New Music for Organ and Electronics
Part of the Canterbury Festival, held in the Anselm Chapel at Canterbury Christ Church University on Monday 22nd October 2018.
Sophie Stone – Amalgamations (2016)
As I entered the chapel I was bathed in sound. Long, slow, deep sounds surrounded me. As I took a seat I took a glance at the programme and immediately noticed Stone’s invitation for the audience to ‘move around during the performance’. I took the opportunity and meandered around the space, becoming slowly entangled in the paths taken by the organist.
Lauren Redhead – Phosphorescent (2018)
My journey had taken me to the shore, where I, along with fellow audience members, dove underwater. Out of the murkiness I could see a landscape awash with colour and splendour, illuminated, stark against the darkness beyond. A violin pulsated amongst the ocean of organ and electronics.
The sound kept on growing, with the violin becoming more and more intermingled and less its own entity.
Michael Bonaventure – Love Transformed (2017) Premiere
When we reached our destination we were greeted by an alien choir. They adorned us with a fusion of traditional (organ) and other-worldly melody (electronics). As each new moment dawned, they were left yearning for completion, longing to find their companion, until the final moment when the organ joins the voices in harmony.
Huw Morgan – Fault (2018)
All the way through this concert we had been travelling through a place of beauty, and the opening to this next piece was no exception.
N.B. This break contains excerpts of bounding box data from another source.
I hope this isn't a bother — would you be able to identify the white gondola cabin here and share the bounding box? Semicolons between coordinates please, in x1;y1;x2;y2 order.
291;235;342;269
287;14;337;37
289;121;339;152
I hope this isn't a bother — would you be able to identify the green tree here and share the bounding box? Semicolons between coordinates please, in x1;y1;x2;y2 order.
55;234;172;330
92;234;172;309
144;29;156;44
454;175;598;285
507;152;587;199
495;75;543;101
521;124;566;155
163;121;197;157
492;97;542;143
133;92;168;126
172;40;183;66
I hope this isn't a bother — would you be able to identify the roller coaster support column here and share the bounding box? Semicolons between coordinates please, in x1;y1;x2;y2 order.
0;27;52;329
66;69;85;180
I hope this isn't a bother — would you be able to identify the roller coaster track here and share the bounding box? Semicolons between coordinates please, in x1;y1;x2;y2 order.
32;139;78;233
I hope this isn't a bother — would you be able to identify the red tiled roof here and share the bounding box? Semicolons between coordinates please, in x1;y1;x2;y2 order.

Birds and insects flittered around, filling the scene with their morning song. The landscape rolled out in front of us. Suddenly something mechanical grates through the once peaceful scene. As soon as it appeared, it was gone, leaving all but the sounds of birds and insects, yet somehow leaving a hole. Gradually, unnatural noises built up all around, overpowering and perverting the scenery. Eventually the happy chirping became determined to outshine the dissonance. But to no avail. What was once a a wonderful open world of harmony, ended with nothing except clanging metallic sounds and static.
Jesse Ronneau – Hagiography (2016) Premiere
From the silence after the final clang of metal into the heart of the land, came a piercing screech. From this screech came melodious overlaying vocals. The piece frantically tried to express its need to present itself as a grand and virtuous masterwork, but something wasn’t quite right. In the chaos, elegance was found. This moment lasted till the end when a train rushed past, which for me symbolised the passing of beauty in our everyday routines.
Overall, this concert invigorated feelings in me, that few performances have. There are many other concerts I have attended in the past that I have enjoyed. This word can never encompass what it is like to attend an Automantronic concert. I have one of their CDs, but it still doesn’t give me that sense of fulfilment that I receive at the end of each moment in time I am removed from the mundane, and transported into other realms.